Some of you may remember a small little game from way back in the day called Criminal Element, created in the first batch of 24hour RPGs in 2003.  For those of you that don't (and I'm sure that's everybody but Ron), CE is a caper and heist movie RPG.  Equal parts Snatch and Heat, the game was built around a Meltdown system that forced characters to succumb to their darkest vices.  How a character did that was completely up to the player. 

To catch people up on things, check these out

Where it all started: the first 24 hour RPG event

a quick review and Actual Play by Ron Edwards

...then about three years worth of PMing and email between Ron and myself and here we are, with a brand new, completely streamlined and rewritten from the bottom up playtest document of Criminal Element: A Game of Desperate Deeds.  And, to cover the rest of the introduction to the game, here is the Power 19 for it. 

1.) What is your game about?

At first glance, Criminal Element is ab game about bank robbers and petty thieves all trying to pull down scores.  But, it's also about exploring that.  Why characters steal and take, why they are filled with desire.  And characters are filled with it and driven by it.  Some people want riches and fame, others just want to put food on the table.  What do you want most out of this life?
   But nothing comes for free.  CE is also about the cost.  Would you sell out your best friend to get rich?  Will you kill your partner just for the extra loot from the score?  There is always a price to be paid.  What will you give up to get what you need?

2.) What do the characters do?

CE emulates the crime film, particularly Heist and Caper flicks.  Player Characters are heisters, conmen, thieves and crooks, all working together on a score, from planning it out to pulling it off.
   Characters are also driven by their own needs, desires and weaknesses, called Motives and Vices.  The pursuit of these attributes can empower a character, but they can also make people turn against each other.  Characters will suffer Meltdowns, instances in which their darkest desires and personal flaws take over and drive them to disaster.

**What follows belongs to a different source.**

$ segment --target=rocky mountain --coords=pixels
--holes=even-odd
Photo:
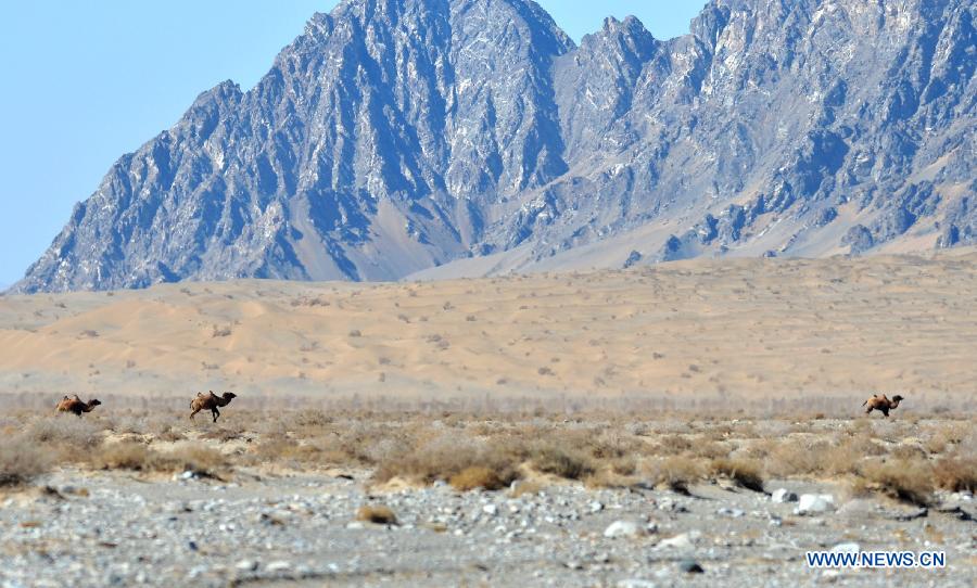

3.) What do the players (including the GM if there is one) do?
Players will fit one of two roles.  First, the standard role of Player, controlling a single PC, guiding their actions and making decisions for them.  This is, for the most part, a standard Sim player role.
   Players will also take on the role of a Spoiler when their character is killed by another Player.  Spoilers are a rules-based karmic revenge against murderous PCs. 
   The GM, or Director as the role is called in this game, controls vagaries of plot and pacing issues,presents challenges to the players and deals with matters of conflict resolution.  It is important to note the presentation of challenges as a role of the Director, as it is through challenges and the ability of the characters to overcome them that players gain power within the game.  Life is not meant to be easy for a crook. 

4.) How does your setting (or lack thereof) reinforce what your game is about?
There is no established setting for the game, though the book assumes a modern urban setting.  The game's theme (greed) is a universal one, not requiring one specific setting.  The lack of setting goes on to further highlight how pervasive greed is, and how it can affect all things. 

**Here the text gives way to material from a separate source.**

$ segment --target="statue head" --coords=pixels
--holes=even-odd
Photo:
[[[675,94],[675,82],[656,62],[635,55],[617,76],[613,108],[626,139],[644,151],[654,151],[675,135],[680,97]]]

5.) How does the Character Creation of your game reinforce what your game is about?

Character creation presents characters that are highly specialized and driven by emotional needs.  As mentioned above, characters have Motives and Vices that define a character's inner-most desires, and these are designed during character creation.   

6.) What types of behaviors/styles of play does your game reward (and punish if necessary)?

CE is a game of balancing determination against weakness.  As such, the game rewards those characters that pursue their goals at the risk of everything else.  Characters are also rewarded for showing weakness; specifically a character's Vice. 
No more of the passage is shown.